Жемчужные глаза сверкали отчаянием и метались по всему пространству кухни, отыскивая себе местечко и не решаясь примкнуть никуда особенно. В гостях у Влада Семела была впервые. Его мама была ужасно строга в этом отношении – никому из чужих не дозволялось входить в дом. А чужими для нее были все в деревне. Семела знала, что, несмотря на всегдашнюю доброту и приветливость, мама Влада непременно прогонит ее, если застанет в своем доме.

В этом доме пахло особенно. Влад того никогда не замечал, но Семела даже в суете отчаяния заметила приятный запах старины. Она порывисто прошагала по кухне, как бы стыдясь своего появления, после чего в бессилии прижалась к теплой печи. В ее доме никогда не топили весной. А здесь печь была такая большая и горячая, и так она вкусно пахла, что хотелось ее обнять и заснуть.

– Селька, – Влад не знал, что предпринять. Он был ужасно напуган.

– Прости, прости, прости, – Семела зажмурила глаза и быстро затараторила. – Зря я к тебе… я сейчас посижу… пережду… и уйду куда-нибудь. Прости, Влад, ты мне один спаситель.

– «Куда-нибудь»? – рассерженно повторил Влад. – Селька, быстро признавайся, чего у тебя?

Он уже понял, что стряслось. Рано или поздно это неминуемо должно было случиться. Влад сердился не на нее, не на бедную милую «Сельку», а на ее отца. Стук ветра в окне заглушил крик из соседского дома. Влад незаметно глянул на улицу – свет в доме Семелы погас. Что там происходило теперь, оставалось только гадать.

– Я попрошу маму тебя оставить, – запросил Влад, не дожидаясь разъяснений девочки. – Я упрошу, Селька! Ты у нас переждешь.

Она отрывисто мотала головой. Влада всегда это раздражало в ней – она была слишком горда. Даже в укор себе. Семела наотрез отказалась проситься в чужой дом. И, как явилась бы мама Влада, тут же удрала бы куда-нибудь на улицу. Или в лес.

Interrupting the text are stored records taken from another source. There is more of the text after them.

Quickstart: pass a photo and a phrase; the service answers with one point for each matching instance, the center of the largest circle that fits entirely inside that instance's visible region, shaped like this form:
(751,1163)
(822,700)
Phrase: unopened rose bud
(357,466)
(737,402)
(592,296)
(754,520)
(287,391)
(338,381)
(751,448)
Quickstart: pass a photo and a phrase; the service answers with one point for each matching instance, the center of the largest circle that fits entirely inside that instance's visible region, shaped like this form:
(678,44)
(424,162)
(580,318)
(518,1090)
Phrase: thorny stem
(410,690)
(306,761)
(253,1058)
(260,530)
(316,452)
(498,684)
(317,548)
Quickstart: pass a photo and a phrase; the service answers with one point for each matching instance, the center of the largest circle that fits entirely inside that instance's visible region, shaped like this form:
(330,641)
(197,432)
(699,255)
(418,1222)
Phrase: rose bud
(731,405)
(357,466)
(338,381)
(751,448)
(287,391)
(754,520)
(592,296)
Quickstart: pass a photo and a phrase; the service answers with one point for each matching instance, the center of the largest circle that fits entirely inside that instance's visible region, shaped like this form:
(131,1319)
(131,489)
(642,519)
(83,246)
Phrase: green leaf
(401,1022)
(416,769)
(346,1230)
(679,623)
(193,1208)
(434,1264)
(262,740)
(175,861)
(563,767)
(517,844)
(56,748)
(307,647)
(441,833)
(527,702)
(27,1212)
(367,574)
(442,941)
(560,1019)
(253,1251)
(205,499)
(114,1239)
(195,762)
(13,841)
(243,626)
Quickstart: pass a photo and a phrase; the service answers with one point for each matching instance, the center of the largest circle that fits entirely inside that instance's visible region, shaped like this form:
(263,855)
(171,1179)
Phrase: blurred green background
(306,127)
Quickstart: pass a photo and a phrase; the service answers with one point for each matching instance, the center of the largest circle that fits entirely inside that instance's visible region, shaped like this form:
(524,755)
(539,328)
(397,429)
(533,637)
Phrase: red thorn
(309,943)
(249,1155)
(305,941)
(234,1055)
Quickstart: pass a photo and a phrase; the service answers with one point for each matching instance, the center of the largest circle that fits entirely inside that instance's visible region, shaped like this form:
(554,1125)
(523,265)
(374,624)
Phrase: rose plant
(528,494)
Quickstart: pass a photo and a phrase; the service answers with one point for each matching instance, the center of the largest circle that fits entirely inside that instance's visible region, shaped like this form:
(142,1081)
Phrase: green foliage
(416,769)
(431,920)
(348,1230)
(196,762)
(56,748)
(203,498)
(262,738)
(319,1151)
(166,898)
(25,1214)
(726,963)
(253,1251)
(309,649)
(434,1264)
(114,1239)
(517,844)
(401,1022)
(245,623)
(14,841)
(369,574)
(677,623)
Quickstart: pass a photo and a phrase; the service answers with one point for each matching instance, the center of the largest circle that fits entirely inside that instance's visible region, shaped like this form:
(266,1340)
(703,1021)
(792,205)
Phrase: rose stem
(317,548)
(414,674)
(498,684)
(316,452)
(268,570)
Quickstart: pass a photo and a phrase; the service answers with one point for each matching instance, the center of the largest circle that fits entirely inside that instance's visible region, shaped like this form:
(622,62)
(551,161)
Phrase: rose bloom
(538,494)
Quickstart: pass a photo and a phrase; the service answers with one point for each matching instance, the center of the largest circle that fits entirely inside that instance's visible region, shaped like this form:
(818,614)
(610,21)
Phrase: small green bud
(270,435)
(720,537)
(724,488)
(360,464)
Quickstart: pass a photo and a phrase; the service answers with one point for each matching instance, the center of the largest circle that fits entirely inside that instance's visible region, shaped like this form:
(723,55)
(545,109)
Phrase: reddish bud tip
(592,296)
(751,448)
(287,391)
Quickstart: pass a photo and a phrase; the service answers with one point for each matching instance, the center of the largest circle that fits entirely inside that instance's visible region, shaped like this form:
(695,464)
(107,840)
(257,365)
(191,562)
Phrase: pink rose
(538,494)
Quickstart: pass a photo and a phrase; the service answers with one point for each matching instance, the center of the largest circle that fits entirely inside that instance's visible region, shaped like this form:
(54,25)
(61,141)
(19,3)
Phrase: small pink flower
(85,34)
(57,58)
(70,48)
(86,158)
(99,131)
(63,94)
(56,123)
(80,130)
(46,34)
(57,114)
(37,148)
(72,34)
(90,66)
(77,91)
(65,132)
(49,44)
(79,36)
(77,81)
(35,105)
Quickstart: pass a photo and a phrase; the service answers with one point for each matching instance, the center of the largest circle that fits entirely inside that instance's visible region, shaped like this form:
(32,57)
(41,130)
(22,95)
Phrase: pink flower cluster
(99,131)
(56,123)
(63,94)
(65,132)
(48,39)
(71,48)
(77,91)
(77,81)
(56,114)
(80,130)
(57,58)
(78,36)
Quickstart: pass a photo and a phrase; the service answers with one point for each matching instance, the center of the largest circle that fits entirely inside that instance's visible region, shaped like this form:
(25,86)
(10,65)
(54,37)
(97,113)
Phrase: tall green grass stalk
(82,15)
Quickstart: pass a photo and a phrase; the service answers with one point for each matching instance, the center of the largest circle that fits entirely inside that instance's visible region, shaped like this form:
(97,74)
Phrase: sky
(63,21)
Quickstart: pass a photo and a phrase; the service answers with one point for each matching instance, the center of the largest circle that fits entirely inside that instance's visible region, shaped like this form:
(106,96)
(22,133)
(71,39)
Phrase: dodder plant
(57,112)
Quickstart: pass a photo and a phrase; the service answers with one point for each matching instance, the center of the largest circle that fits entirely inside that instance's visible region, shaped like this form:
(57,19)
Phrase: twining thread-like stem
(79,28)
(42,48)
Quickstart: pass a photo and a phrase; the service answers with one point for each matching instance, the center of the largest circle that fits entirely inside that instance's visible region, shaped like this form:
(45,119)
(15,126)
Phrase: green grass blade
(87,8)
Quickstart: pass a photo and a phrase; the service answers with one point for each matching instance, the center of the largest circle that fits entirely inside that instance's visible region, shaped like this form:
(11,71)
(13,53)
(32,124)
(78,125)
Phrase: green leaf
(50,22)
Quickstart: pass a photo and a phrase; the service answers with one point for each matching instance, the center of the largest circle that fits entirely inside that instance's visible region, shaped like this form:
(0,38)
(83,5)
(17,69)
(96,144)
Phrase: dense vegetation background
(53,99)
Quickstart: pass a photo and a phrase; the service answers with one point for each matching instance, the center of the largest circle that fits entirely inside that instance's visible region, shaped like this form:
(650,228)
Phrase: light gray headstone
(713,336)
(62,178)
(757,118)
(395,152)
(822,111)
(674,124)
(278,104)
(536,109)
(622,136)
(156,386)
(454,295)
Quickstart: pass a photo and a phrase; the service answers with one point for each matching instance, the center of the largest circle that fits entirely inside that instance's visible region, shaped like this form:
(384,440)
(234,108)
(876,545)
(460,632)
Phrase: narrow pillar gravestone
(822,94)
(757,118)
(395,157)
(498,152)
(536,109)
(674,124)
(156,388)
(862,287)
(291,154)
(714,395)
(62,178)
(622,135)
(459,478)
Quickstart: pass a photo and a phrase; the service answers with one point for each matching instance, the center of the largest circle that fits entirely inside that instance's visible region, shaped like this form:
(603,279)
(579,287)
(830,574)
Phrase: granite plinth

В лес. Вполне в ее характере было бы спрятаться там, не разбирая дороги.

– Боюсь я туда… – Семела кивнула в окно, в сторону своего дома. – Отец маму почти убил, он и меня, и меня убьет…

Она вся тряслась и не могла сделать и шагу от печи.

– Я побегу к соседям! – предложил Влад. Страх передавался и ему.

Жемчужные глазки округлились и сверкнули:

– Попробуй! – с наглым вызовом бросила Семела. Страшная обида обреченно взвыла ее голосом. – Только считают все деревенские мать мою за ведьму! Не пустит меня никто. И за маму не вступятся. Скажут, что поделом убил. Поделом убил! Всегда говорят так они. Будто поделом ей!

– Глупости!

– Вот и не глупости! Погонит тряпкой меня со двора тетя Ксюня, злая она. И Савельев злой, бранился он на мою маму! Не пойду – даже проситься к ним не стану, все они злые, злые!

Влад навсегда запомнил это лицо – маленькое и всегда доброе, почти родное, одной минутой исказившееся животным страхом, но страхом таким, какой способен в осколки разбиться о непомерную человеческую гордость. Гордость, непонятно откуда возникшую в детском воображении, и без того всю жизнь угнетаемом бесконечными нападками отца и отстраненностью матери. Гордость, взращенную всеобщим порицанием.

Только теперь Влад вспомнил. Взрослые и правда всегда обходили стороной Семелу. А ее мать он и вовсе никогда не видел. Кем она была? И почему Семела всегда так мечтала убежать в сказку?

Сказка – единственное место, которому она доверяла.

Влад вдруг подскочил на месте и радостно воскликнул:

– Селька, я придумал! Спрячься в сказке… в Тишине. Я знаю дорогу, я помню, мне мама рассказывала. Я тебе покажу!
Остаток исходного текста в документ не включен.